Через два месяца от Надежды Филаретовны пришло новое послание: «Хотелось бы сказать Вам о моем фанатичном отношении к Вашей музыке. Это самое высокое чувство из всех чувств, возможных в человеческой природе». 16 февраля 1877 года Чайковский просит удостоить его «письменным изложением» того, что она хотела бы ему сказать. С этого времени началась их регулярная переписка, которая длилась 14 лет. Чайковский навел справки о неожиданной корреспондентке, из которых узнал, что Надежда Филаретовна, в девичестве Фроловская, вдова недавно умершего (в январе 1976 года) крупного железнодорожного магната, построившего Либаво-Роменецкую железную дорогу. Миллионерша, живет на широкую ногу, имеет дома в Москве и в Подмосковье, виллы за границей. Не молода, на 9 лет старше Чайковского (родилась в 1831 году), имеет одиннадцать детей, и есть уже внуки. Самой маленькой дочери Милочке 5 лет. У нее большой штат прислуги. Содержит у себя трех музыкантов. Горячая поклонница таланта Чайковского. Сама играет на нескольких музыкальных инструментах, но является всего лишь дилетантом.
Восторгаясь музыкой Чайковского, Надежда Филаретовна в одном из писем сообщила, что хочет облегчить его материальное положение и назначает ему постоянную «бюджетную сумму» в шесть тысяч рублей. С этого времени она стала высылать каждый месяц ему деньги, по почте или с курьером. Оплатила долги Чайковского и посоветовала ему отдохнуть за границей в комфортных условиях. Материальную помощь композитору она оказывала бескорыстно, по велению сердца из любви к искусству.
Свою переписку они держали втайне, о ней знали лишь самые близкие люди. Из писем Чайковский узнал, что у них много общих интересов, совпадали и некоторые взгляды на искусство. Он был удивлен, что, оказывая материальную помощь, Надежда Филаретовна ни разу не выразила желания встретиться с ним. Свои отношения они поддерживали только в письменной форме. «Полюбив мою музыку, Вы не стремитесь к знакомству с ее автором. Я думаю, Вы страшитесь не найти во мне тех качеств, которыми наделило меня Ваше воображение, и что при близком знакомстве Вы не найдете во мне человека, который бы соответствовал Вашему идеалу. Приятно сознавать, что среди мирской суеты, творческих забот, непостоянства успехов есть человек, который не только любит музыкальное искусство, но умеет ценить его, и даже очень высоко, что на свете есть душа, которая чувствует так же глубоко, как моя», – писал Чайковский в одном из писем. Он долгое время не знал, как выглядит его благодетельница, как одевается, какой у нее голос, походка, и постоянно ожидал возможности увидеть ее хоть издали.

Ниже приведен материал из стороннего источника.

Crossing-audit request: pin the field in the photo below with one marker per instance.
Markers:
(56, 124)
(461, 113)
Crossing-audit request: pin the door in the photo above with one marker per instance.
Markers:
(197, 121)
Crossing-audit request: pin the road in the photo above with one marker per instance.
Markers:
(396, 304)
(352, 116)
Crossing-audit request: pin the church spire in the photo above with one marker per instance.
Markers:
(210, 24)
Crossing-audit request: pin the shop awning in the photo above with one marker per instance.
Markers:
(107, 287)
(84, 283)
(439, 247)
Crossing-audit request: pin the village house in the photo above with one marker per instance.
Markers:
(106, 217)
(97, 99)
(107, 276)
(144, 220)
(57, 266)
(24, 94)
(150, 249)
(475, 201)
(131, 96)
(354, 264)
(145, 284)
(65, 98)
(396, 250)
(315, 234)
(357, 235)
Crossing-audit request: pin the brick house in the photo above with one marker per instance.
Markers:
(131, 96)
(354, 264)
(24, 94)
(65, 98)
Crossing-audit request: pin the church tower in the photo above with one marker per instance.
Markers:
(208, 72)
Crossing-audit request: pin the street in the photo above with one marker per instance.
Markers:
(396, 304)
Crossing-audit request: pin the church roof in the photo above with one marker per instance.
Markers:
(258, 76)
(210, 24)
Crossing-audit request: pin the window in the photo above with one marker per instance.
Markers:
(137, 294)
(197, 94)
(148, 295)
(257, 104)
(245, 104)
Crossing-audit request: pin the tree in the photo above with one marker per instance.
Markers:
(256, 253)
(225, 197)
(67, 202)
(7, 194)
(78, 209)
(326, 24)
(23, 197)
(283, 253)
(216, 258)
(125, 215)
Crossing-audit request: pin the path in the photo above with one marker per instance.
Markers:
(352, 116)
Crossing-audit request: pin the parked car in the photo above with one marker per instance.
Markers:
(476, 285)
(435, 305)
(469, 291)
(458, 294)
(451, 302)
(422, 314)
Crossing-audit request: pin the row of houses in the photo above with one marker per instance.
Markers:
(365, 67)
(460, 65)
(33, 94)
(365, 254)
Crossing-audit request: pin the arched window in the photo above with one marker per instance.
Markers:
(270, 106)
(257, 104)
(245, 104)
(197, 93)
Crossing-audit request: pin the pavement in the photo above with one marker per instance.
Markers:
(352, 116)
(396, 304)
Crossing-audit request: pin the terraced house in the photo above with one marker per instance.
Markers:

За ее материальную поддержку, которая приняла постоянный характер, Чайковский платил ей своей бесконечной благодарностью. Из писем он узнал, что она равнодушна к религии, но «верит во все доброе» и соблюдает церковные обряды. Сам же Чайковский трепетно относился к религии и церкви. Любил слушать голоса певчих. «Мое самое великое наслаждение, когда открываются Царские ворота и раздаются голоса певчих: “Хвалите Господа с небес”. Это одно из величайших наслаждений. С церковью я связан крепкими узами». В очередном письме к своей благодетельнице он писал: «Я вдумываюсь в свою жизнь и вижу в ней перст Божий, указывающий мне путь и оберегающий от бед. Почему воля Всевышнего оберегает меня, я не знаю, Бог все свои творения любит одинаково, но меня он хранит, и я проливаю слезы благодарности за его милость ко мне».